Conditional reading next rows in csv file with python-CodePudding

I have a csv file, in which data looks somewhat like this:

users      | some ids
user1      | 1,2,3,4,5
empty cell | 6,7,8
empty cell | 123,1890,345
user2      | 555,444,333
empty cell | 11,22,33

Since ids that are in rows where users data is empty belong to the last username above in that column I would like to get dictionary for each user, looking like that:

{'user1':[1,2,3,4,5,6,7,8,123,1890,345]}

I'm using python with csv.Dictreader

reader = csv.DictReader(infile, delimiter=',', quotechar='"')
for row in list(reader):
    if row['users'].startswith("user"):
        for id in get_id_list(row["some ids"]):
            update_dict(dict, row['users'], id)

and now I'm getting only {'user1':[1,2,3,4,5]}, is there a good way to check whether the first cell in row is empty and make a loop with that condition defined?

CodePudding user response：

This assumes that the first row WILL have some user.
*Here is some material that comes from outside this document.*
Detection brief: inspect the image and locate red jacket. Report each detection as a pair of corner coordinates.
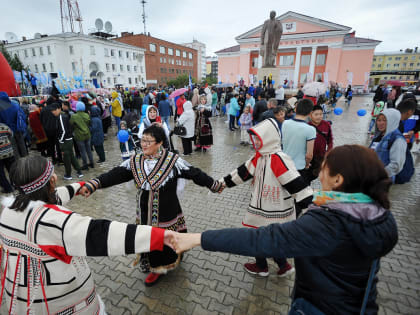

It remembers user of the row and only updates it when it changes. Something like this should work:

reader = csv.DictReader(infile, delimiter=',', quotechar='"')
current_user=None
for row in list(reader):
    if row['users'].startswith("user"):
        current_user=row['users']
    for id in get_id_list(row["some ids"]], id)
        update_dict(dict,current_user,id)

CodePudding user response：

I am not familiar with the csv library, but you can get the result by reading the file in normally and then appending to a defaultdict whenever the user value changes -

A defaultdict is like a dict but is more helpful when dealing with missing keys etc. You can read more about them here

from collections import defaultdict
d = defaultdict(list)
current_key = None
with open(f_path) as f:
    for line in f:
        if not line.startswith('users'):
            if line.startswith('user'):
                key, val = [_.strip() for _ in line.strip().split('|')]
                current_key = key
                d[current_key].extend(val.strip().split(','))
            else:
                if current_key is None:
                    continue
                key, val = [_.strip() for _ in line.strip().split('|')]
                d[current_key].extend(val.strip().split(','))

Output

defaultdict(list,
            {'user1': ['1',
              '2',
              '3',
              '4',
              '5',
              '6',
              '7',
              '8',
              '123',
              '1890',
              '345'],
             'user2': ['555', '444', '333', '11', '22', '33']})